Who were their enemies, and what motivated them to hate these people so? Someone inspired the people to hate Jesus and His disciples. The masses loved Jesus. When He gave them bread and fishes, and healed their sick, they followed Him in droves. Only a few had a true revelation of who He was, but the crowds cheered Him as a great prophet. Yet there was a small group of people, men with power and influence, that did not like Jesus.

They were the religious leaders of the day. They hated Him because Jesus did not fit the mold. Jesus did not pander to them. He did not glory in the things they gloried in. He did not associate with the priests, scribes and doctors. In the 23rd chapter of Matthew, Jesus pointed out the hypocrisy of the religious leaders. They acted so religious; but Jesus showed that they were hypocrites. They had their priorities all wrong.

They were more interested in the process of worship than the object of that worship. The teachings of Jesus insulted their dignity, offended them, and filled them with hatred.
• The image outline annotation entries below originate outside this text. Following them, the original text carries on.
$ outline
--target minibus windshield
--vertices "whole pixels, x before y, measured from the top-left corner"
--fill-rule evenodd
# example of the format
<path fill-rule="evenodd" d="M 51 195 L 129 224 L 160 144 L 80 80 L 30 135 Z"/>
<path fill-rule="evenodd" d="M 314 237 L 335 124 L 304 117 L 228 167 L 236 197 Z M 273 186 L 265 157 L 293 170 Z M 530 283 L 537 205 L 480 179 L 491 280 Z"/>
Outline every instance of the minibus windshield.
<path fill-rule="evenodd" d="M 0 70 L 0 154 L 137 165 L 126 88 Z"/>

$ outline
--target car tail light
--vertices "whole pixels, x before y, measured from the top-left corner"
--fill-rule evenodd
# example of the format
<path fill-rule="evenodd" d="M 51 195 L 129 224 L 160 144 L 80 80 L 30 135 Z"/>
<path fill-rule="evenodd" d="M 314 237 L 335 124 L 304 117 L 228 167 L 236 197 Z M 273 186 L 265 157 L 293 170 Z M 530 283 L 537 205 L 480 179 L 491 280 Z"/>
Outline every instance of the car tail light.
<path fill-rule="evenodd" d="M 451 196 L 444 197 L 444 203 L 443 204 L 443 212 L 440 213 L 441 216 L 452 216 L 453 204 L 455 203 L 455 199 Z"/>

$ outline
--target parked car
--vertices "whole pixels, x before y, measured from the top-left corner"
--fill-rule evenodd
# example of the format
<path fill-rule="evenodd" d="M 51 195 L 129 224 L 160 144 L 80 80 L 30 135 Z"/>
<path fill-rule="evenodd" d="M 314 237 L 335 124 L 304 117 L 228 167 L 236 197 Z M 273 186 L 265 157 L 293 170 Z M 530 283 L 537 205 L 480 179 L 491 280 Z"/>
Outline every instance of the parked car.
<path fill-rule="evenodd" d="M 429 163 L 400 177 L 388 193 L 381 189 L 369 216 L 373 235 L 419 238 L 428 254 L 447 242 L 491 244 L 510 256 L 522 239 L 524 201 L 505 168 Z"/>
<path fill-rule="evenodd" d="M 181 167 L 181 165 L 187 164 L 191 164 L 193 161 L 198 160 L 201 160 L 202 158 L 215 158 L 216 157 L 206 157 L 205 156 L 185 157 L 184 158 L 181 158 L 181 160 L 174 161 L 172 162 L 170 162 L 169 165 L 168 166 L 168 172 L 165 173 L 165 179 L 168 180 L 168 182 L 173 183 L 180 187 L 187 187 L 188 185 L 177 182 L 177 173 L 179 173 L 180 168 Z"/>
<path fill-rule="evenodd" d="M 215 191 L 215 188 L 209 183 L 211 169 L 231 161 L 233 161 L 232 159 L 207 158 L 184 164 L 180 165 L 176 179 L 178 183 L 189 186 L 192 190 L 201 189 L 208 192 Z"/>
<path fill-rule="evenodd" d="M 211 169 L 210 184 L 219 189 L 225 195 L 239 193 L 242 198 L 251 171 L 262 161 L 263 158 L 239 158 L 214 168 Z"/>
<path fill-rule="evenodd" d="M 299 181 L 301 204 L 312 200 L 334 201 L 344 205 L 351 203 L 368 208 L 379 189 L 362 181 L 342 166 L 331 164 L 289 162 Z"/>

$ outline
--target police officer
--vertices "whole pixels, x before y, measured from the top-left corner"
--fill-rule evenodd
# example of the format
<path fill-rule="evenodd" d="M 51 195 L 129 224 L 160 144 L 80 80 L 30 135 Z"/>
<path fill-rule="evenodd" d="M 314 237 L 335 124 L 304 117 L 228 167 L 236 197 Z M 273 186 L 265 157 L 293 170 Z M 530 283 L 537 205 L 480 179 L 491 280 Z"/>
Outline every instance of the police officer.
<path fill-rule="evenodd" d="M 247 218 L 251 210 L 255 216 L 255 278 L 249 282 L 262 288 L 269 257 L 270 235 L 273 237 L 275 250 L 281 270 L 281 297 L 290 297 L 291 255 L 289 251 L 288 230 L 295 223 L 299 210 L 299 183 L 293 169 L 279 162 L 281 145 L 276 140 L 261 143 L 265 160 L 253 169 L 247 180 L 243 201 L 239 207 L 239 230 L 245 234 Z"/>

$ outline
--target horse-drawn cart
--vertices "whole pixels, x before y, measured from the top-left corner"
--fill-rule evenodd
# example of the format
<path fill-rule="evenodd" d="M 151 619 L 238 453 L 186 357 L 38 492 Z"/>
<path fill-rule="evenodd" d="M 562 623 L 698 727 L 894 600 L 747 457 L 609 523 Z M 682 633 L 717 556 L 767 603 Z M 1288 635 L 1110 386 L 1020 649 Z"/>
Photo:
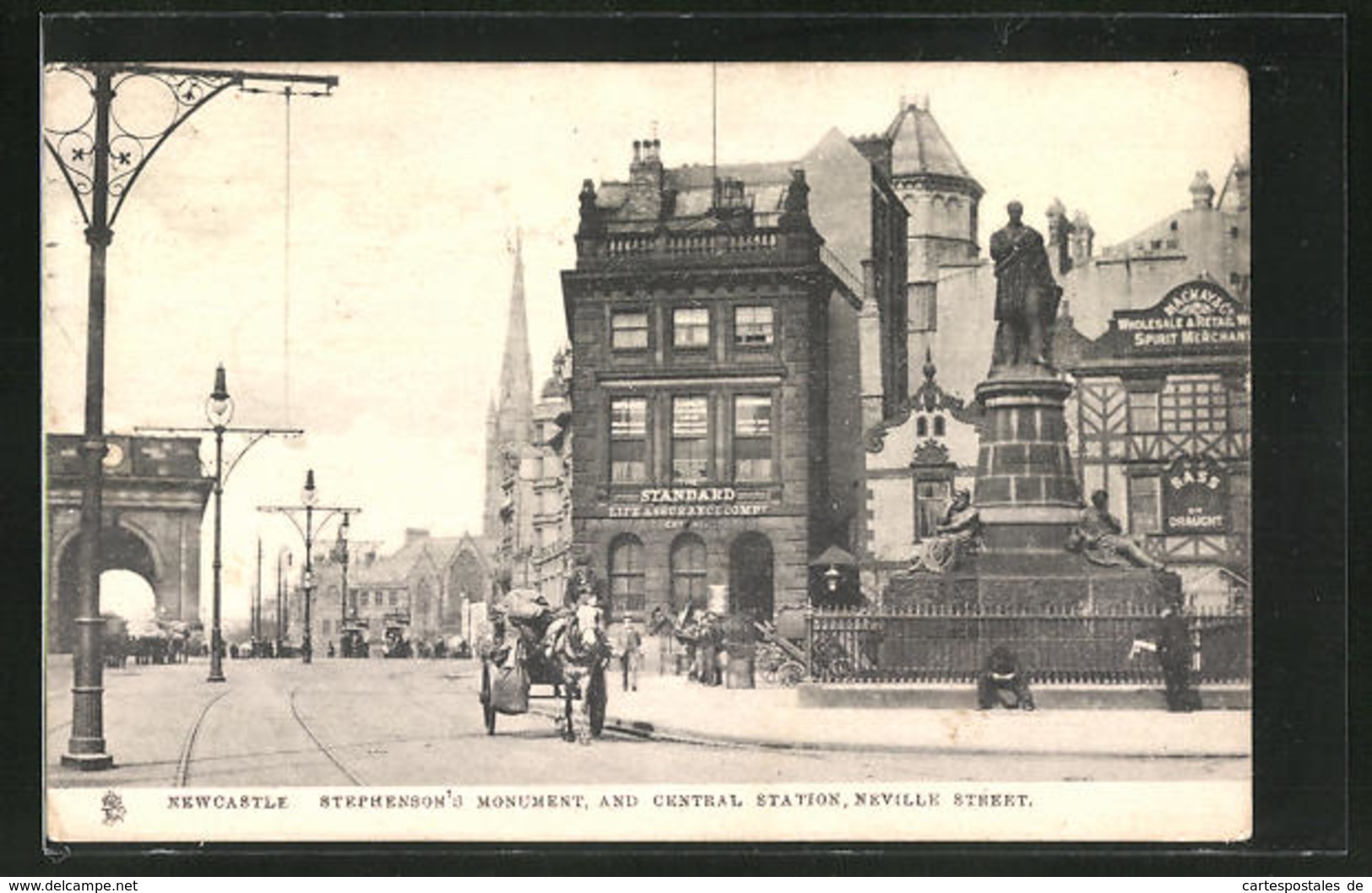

Religious leaders cannot take it when the sincerity of their religious beliefs and practices are criticized. Jesus was critical of them for oppressing the poor, for being hypocritical in their worship and reverence of the prior prophets and the holy things. Jesus even criticized their prayers. He never failed to point out their error.

They took insult from Jesus’ teaching. They were terribly offended in Jesus. The same religion is as unpopular today as it was 2,000 years ago. The gospel of Christ, as found on the pages of scripture, is still offensive. Anywhere where truth becomes a threat to established religious, economic or political order, it will be attacked. The true church of the Lord Jesus Christ is utterly uncompromising in its message, exclusive in its gospel, and distinct from every other force in society.

We fully expect religious hatred and even persecution. Indeed, religious hatred exists in large areas of the world. Martyrdom is occurring now, and will increase around the world as we approach the time of the end. It will be the religious leaders that are offended, and who will inspire the people to hate the true church. Despite any hatred, we must be true to our mission. We have a message that cannot be compromised. We recognize the Body of Christ as an exclusive and distinct fellowship. God has called us to stand with it, to live for it, and if necessary, to die for it.